Although the court above did come to somewhat of a proper Constitutional decision. It is clear by the other quotes from the very well known Mr. Cooley. That the court did not support the "inalienable right" fully. And, such has been the case since the inception of the Second Amendment;
"The maintenance of the right to bear arms is a most essential one to every free people and should not be whittled down by technical constructions."
It should be quite clear to all that there has been plenty of "whittling" going on, and that it needs to cease and desist immediately! As well as, all of the perversions already applied needing to be eliminated, and the Right fully restored.
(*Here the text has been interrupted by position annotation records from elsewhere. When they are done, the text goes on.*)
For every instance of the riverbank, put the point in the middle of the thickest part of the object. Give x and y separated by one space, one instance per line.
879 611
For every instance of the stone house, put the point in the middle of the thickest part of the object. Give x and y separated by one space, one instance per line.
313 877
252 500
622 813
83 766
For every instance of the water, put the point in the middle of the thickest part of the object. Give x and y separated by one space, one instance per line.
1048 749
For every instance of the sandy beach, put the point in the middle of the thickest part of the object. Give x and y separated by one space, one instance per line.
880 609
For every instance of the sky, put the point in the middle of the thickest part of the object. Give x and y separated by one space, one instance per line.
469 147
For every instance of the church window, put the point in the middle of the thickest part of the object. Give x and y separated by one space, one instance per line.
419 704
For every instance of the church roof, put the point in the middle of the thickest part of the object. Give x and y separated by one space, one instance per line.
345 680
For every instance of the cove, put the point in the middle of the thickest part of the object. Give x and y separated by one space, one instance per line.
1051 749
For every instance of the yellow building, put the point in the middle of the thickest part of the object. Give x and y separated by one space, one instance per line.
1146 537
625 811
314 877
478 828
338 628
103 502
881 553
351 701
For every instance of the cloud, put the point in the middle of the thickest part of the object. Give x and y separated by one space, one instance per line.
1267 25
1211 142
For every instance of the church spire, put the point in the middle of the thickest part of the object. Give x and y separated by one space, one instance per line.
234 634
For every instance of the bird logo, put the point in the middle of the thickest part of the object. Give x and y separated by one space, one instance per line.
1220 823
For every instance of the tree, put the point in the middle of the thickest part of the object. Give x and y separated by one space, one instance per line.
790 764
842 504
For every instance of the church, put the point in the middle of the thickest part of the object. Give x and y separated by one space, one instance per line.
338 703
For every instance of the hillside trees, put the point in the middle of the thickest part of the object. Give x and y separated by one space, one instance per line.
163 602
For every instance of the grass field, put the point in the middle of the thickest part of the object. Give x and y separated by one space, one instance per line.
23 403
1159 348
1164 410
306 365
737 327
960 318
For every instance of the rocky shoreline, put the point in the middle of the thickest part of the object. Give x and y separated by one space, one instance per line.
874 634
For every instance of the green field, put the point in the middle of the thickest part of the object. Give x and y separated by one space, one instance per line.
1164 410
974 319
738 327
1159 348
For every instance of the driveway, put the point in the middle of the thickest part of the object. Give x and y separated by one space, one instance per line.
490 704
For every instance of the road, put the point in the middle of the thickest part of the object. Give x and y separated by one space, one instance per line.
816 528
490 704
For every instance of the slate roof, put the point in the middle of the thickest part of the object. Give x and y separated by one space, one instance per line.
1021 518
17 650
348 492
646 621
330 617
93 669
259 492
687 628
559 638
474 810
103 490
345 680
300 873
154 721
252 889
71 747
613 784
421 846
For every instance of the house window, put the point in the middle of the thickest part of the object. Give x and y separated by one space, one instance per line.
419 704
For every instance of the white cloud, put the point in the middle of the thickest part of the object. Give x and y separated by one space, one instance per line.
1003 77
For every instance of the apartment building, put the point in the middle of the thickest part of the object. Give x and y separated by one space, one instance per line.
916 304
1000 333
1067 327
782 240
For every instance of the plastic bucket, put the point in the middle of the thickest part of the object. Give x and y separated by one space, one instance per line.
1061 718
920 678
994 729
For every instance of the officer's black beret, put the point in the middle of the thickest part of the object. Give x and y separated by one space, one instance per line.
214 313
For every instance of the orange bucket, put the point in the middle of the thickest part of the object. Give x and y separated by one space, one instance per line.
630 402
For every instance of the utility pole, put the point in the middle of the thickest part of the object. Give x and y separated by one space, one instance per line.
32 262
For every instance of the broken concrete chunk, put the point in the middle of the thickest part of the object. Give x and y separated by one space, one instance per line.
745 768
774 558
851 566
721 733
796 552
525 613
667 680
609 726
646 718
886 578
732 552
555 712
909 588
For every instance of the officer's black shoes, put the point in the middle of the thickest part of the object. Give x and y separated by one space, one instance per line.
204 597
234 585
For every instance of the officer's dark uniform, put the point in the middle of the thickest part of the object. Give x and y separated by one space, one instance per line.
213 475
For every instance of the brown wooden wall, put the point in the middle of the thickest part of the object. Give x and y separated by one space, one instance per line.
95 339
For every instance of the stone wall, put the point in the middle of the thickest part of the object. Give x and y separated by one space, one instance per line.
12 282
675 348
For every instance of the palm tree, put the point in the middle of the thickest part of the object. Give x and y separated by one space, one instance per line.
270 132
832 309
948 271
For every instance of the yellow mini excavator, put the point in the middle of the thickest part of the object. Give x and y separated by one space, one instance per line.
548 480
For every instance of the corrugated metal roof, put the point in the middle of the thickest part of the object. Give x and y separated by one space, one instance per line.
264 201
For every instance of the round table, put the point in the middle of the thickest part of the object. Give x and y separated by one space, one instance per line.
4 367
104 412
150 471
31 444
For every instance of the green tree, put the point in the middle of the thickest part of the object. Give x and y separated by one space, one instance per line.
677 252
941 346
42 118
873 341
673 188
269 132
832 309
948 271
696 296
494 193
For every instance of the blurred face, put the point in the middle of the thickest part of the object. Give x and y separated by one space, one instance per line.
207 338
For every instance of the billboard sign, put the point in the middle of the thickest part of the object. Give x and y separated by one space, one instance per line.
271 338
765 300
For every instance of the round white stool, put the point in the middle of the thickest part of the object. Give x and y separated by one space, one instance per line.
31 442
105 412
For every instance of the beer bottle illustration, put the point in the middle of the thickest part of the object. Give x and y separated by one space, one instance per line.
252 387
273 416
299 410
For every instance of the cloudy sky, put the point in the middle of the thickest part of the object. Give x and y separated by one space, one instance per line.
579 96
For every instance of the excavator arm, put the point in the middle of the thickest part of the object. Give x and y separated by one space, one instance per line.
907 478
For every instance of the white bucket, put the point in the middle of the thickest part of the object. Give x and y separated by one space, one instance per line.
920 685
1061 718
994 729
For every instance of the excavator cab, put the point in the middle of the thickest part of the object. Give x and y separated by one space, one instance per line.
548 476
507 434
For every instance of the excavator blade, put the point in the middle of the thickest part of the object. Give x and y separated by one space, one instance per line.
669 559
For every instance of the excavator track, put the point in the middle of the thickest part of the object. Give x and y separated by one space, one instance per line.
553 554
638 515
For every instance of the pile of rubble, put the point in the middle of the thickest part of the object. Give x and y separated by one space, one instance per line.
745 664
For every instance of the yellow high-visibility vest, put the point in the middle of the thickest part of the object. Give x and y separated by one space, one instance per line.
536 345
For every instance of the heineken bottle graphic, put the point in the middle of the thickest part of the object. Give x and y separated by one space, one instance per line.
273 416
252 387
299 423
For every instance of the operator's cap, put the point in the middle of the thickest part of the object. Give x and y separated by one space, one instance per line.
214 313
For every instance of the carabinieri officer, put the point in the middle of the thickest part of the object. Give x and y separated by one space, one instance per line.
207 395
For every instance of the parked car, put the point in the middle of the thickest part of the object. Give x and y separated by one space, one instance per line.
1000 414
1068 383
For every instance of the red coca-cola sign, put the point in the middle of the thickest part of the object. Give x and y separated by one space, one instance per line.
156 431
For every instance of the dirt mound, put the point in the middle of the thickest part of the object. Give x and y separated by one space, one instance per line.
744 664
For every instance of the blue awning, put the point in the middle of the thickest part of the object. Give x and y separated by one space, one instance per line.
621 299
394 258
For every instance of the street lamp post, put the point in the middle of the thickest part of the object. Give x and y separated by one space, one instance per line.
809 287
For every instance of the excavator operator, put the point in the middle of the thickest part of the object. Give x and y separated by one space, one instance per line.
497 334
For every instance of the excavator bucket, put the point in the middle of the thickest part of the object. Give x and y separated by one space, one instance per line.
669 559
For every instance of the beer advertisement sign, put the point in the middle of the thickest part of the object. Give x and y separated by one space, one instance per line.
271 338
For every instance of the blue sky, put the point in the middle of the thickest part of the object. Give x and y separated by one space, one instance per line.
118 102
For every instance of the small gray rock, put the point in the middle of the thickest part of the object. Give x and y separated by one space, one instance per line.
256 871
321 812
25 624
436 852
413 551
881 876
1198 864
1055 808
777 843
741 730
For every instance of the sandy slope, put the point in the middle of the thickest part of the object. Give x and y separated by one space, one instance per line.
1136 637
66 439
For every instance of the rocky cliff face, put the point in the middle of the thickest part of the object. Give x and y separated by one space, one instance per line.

As was pointed out by Mr. Alexander Hamilton in Federalist #78;
"It is far more rational to suppose, that the courts were designed to be an intermediate body between the people and the legislature, in order, among other things, to keep the latter within the limits assigned to their authority. The interpretation of the laws is the proper and peculiar province of the courts. A CONSTITUTION is, in FACT, and MUST be regarded by the judges, as a FUNDAMENTAL law."
"The Federalist is regarded as the highest contemporary authority on the construction of the Constitution...."
- Salmon P. Chase, Chief Justice of the U.S. Supreme Court. [Journal of the Senate of the United States of America, WEDNESDAY, March 4, 1868.]